My journey to a place of wholeness, a life of power, began when I admitted that I was powerless.  Totally, completely, with no reservations, no conditions.  In the control and power department, I was totally bankrupt.  I had no resources to control other people, make them do what I wanted them to do.  Nor could I make MYSELF do what I wanted to do either.  Admitting I was powerless gave me permission to fail.  It gave me permission to allow others to fail.  It  opened up my mind to the possibility that if I couldn't manage my own life, much less anyone else's, then I needed a Manager.

THAT WAS HUGE FOR ME.

I had thought I was pretty normal, not uptight like a lot of folks.  But this admission made me realize just how tense I was.

It was like the moment that I received an epidural (spinal anesthetic) when I had my first child.  The doctor told me to get as relaxed as I possibly could.  I thought I was.  I was slumped over in a very loose way ... and then the needle went into my spinal column.  Immediately I slumped forward another six inches as the control I was holding over my lower body left me in a moment of time.  Poof.  Gone. Just like that. It surprised me.

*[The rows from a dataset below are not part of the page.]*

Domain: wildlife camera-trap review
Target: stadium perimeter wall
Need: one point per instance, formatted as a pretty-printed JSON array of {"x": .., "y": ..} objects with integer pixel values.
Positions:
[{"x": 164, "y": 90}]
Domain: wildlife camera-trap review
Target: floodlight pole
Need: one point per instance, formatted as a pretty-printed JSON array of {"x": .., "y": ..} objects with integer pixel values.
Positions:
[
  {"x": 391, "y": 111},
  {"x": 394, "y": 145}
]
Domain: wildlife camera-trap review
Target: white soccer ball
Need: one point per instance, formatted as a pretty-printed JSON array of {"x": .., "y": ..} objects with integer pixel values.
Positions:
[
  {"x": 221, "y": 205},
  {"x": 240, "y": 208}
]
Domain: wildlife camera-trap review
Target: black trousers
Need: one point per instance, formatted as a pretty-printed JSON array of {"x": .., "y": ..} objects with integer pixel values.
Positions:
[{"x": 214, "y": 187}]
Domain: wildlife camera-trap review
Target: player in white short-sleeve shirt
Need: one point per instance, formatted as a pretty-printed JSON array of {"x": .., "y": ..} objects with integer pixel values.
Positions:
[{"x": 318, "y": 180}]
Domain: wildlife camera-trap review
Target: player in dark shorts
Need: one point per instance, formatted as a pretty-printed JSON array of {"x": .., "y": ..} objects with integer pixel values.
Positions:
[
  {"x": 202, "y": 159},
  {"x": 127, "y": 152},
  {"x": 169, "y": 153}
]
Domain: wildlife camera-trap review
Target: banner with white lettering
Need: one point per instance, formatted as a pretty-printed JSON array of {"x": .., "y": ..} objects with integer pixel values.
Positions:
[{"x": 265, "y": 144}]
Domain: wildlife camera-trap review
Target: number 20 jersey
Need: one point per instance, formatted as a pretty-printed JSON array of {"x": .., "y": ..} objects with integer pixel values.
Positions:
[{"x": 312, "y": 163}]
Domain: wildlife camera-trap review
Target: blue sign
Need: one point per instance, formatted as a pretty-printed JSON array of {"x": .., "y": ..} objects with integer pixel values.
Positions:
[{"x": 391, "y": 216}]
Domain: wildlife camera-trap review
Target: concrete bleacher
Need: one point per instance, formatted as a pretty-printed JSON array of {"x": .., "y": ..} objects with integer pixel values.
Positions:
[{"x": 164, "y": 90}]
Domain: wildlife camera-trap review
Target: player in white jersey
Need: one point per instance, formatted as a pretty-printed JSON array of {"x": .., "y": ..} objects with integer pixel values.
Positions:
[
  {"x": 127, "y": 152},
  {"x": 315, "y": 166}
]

Within days of the admission that I was powerless over other people, when a situation would arise that I had previously tried to manipulate or control...the knowledge that I couldn't control it came to my rescue.  I could relax.  Inside my mind and heart, I could give this person the right to have a different opinion than me.  I could stop trying to manipulate that person's feelings and just be honest.  (That was a trip.)  I could let go (see my last post).  I didn't need to get all bent out of shape because things weren't going my way.  It wasn't the end of the world. Previously, it had been.

The admission I was powerless actually gave me far more power than I had before.  Not with other people initially, but personally, inside.  It freed up so many inner resources that up until that time were bound up with fretting over what other people did, what they said, what they thought, how they felt.  Usually about me.

It's so different now.  The freedom that kind of mindset gives me is the source of all kinds of good things in my life: new friendships, a new outlook on life, new interests, new passions.  Old (unhealthy) relationships have been transformed - and those that couldn't be transformed have been ended.  I am more and more free as time goes on.  And I would not trade that kind of liberty for any amount of influence someone could promise me over another's behavior.

Not if it meant going back to the way things used to be.

3 comments:

  1. You could easily be describing myself with this blog. I hear you loud and clear.

    The day when I submitted to God, gave up the Directorship of my life was like someone had relieved me off the pressure of the world.

    ReplyDelete
  2. In a way, when we are the directors of our own lives, we are gods to ourselves, and therefore it's not surprising we are carrying the weight of the world (ours and others' as well) on our backs. How much less stress it is to put the ownership of our lives back where it belongs. Thanks very much for your comments Julie!

    ReplyDelete
  3. "Nor could I make MYSELF do what I wanted to do either." This is an insight I need to hear again and again. Thanks!